Décennies de résilience
Avec plus de quatre décennies de protection de l’environnement et des droits de l’homme dans le Putumayo, Jani a dû faire face à de sérieuses répercussions pour son travail. PBI l’a accompagnée tout au long de sa carrière et a construit une relation solide dont Jani a remarqué l’impact, » lorsque nous avons de grands événements et que PBI n’est pas là, j’ai l’impression de ne pas être protégée.» Elle a soutenu ouvertement les accords de paix de 2016 en Colombie, en particulier en ce qui concerne programmes de substitution de cultures. En 2018, le La CIDH a demandé des mesures de protection préventive pour Jani, ainsi que pour d’autres membres de sa communauté. Jani est également protégé par l’Unité de protection nationale du ministère colombien de l’Intérieur, mais même ces mesures ne l’ont pas protégée contre le déplacement.
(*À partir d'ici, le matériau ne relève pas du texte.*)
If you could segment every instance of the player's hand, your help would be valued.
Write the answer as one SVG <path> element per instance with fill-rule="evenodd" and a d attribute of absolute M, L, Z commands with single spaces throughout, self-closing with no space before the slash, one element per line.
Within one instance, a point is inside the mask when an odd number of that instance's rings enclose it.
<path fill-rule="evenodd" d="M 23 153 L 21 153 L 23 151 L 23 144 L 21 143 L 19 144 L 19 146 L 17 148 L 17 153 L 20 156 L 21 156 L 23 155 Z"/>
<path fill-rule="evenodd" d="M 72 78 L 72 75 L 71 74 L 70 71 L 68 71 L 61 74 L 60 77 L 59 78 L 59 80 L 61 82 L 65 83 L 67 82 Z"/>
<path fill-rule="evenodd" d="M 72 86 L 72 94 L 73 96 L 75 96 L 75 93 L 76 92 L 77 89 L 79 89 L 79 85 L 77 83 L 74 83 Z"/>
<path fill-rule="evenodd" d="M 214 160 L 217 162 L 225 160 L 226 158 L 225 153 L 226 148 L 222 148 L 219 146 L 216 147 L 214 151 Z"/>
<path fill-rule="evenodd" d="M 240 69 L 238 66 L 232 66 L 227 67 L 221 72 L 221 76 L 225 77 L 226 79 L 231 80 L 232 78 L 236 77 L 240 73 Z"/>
En juillet 2021, après que la Commission Justice et Paix, qui accompagnait également Jani, a découvert un complot visant à l’assassiner, un groupe armé l’a arrêtée. En septembre de cette année, elle a reçu un appel téléphonique la menaçant de «vous faire exploser, voiture et tout». Ces attaques documentées, ainsi que toutes les autres menaces, lui ont causé un stress et un préjudice psychologiques, tels que la surveillance par des militaires et des groupes armés et l’intimidation par des coups de feu sonores près de son domicile. Malgré tout cela, elle reste inébranlable dans son engagement pour le changement.
Conclusion
Ses décennies de travail et les risques qu’elle prend pour protéger sa communauté, la terre et la planète que nous partageons ont été reconnus par des nominations au Prix Nobel de la Paix. Mais ce qui lui donne le plus d’espoir, ce sont les jeunes de sa propre communauté qui adoptent des modes de vie différents. Qu’il s’agisse d’intégrer le jardinage biologique ou d’apprendre à ne pas jeter les emballages de bonbons par terre, les jeunes montreront la voie. Pour Jani, il est incroyablement important de reconnaître le passé et de guérir, mais elle attend avec impatience une version meilleure et plus lumineuse de ce que le monde pourrait être.